Is Ethiopia expensive for tourists?
Ethiopia is more expensive than you’re expensive, but cheaper than most other African countries, where expensive safaris and organized tours are the only realistic way to travel. It’s possible to travel in Ethiopia for around 100 USD per person, per day, not including the cost of flights to and from the country.
What should I know before going to Ethiopia?

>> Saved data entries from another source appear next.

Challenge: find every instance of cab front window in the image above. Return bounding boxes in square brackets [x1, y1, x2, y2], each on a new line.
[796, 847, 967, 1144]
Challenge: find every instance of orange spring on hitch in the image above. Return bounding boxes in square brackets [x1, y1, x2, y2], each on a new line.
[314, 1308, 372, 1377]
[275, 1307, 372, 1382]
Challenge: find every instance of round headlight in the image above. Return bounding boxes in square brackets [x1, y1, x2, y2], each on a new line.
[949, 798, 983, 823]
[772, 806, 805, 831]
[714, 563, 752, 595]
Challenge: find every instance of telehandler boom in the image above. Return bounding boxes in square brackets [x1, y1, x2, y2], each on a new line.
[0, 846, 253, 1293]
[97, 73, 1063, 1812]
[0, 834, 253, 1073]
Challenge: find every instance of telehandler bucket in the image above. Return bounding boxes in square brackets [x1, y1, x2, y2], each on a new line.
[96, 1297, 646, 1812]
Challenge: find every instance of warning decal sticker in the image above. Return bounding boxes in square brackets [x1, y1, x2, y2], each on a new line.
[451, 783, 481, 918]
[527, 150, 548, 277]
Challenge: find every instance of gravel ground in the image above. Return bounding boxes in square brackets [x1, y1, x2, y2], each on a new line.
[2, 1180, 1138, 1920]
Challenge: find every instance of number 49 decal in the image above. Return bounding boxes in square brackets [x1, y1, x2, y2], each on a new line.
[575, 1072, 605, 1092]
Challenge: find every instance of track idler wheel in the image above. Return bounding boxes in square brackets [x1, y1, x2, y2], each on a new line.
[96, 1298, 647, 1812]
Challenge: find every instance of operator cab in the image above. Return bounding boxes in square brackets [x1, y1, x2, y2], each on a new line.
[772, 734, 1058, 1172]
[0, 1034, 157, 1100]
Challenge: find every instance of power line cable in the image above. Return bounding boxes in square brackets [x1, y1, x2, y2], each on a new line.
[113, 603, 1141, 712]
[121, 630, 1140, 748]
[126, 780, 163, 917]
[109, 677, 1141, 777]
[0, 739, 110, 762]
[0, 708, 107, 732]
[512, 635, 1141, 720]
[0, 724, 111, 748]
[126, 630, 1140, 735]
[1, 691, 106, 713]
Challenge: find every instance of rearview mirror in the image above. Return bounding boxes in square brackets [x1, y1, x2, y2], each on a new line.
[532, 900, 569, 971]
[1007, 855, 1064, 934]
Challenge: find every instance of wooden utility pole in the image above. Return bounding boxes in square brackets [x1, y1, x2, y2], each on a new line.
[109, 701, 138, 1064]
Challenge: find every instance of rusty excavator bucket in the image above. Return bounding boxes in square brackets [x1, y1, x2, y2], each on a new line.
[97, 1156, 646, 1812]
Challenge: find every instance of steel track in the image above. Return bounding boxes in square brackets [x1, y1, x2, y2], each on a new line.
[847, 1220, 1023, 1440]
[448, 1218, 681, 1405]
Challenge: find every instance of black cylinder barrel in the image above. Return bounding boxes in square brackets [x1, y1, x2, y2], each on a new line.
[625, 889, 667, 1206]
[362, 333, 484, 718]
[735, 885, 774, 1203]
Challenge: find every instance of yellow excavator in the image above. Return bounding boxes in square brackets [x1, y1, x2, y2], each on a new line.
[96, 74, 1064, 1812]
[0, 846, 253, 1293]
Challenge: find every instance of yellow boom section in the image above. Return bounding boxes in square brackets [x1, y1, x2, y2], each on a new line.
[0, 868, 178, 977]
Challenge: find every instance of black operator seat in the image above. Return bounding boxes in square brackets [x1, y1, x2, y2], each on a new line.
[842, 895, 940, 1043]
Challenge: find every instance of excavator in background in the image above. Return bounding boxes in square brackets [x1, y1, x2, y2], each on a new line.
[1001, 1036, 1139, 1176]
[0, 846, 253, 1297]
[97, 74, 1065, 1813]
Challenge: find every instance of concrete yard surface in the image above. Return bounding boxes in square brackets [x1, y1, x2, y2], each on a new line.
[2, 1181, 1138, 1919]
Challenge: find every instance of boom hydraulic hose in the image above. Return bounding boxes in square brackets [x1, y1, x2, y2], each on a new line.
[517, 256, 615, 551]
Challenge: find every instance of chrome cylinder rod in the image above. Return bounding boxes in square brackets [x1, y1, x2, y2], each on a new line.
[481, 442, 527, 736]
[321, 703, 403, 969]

You should know that while Ethiopia is far (and increasingly) removed from the stereotypes you probably have about it, it remains a developing country, and faces many challenges therein. In particular, scams are common in Ethiopia; local people may pursue you aggressively, even if you politely decline to befriend or speak with them. This doesn’t mean you should be rude or unfriendly, but that you should be alert and aware as you travel.
The Bottom Line
This northern Ethiopia itinerary condenses all the most essential Ethiopia travel experiences into an easy-to-follow plan. Alternatively, if standing at the Door to Hell or traipsing through the so-called “Camelot of Ethiopia” isn’t exotic enough, you can use it as the starting point for an even more epic trip. The answer to “Is Ethiopia worth visiting?” is an obvious “Yes,” but how you make the long flight to Addis Ababa worthwhile is completely up to you. Indeed, even if you don’t precisely follow my itinerary, Ethiopia starts here.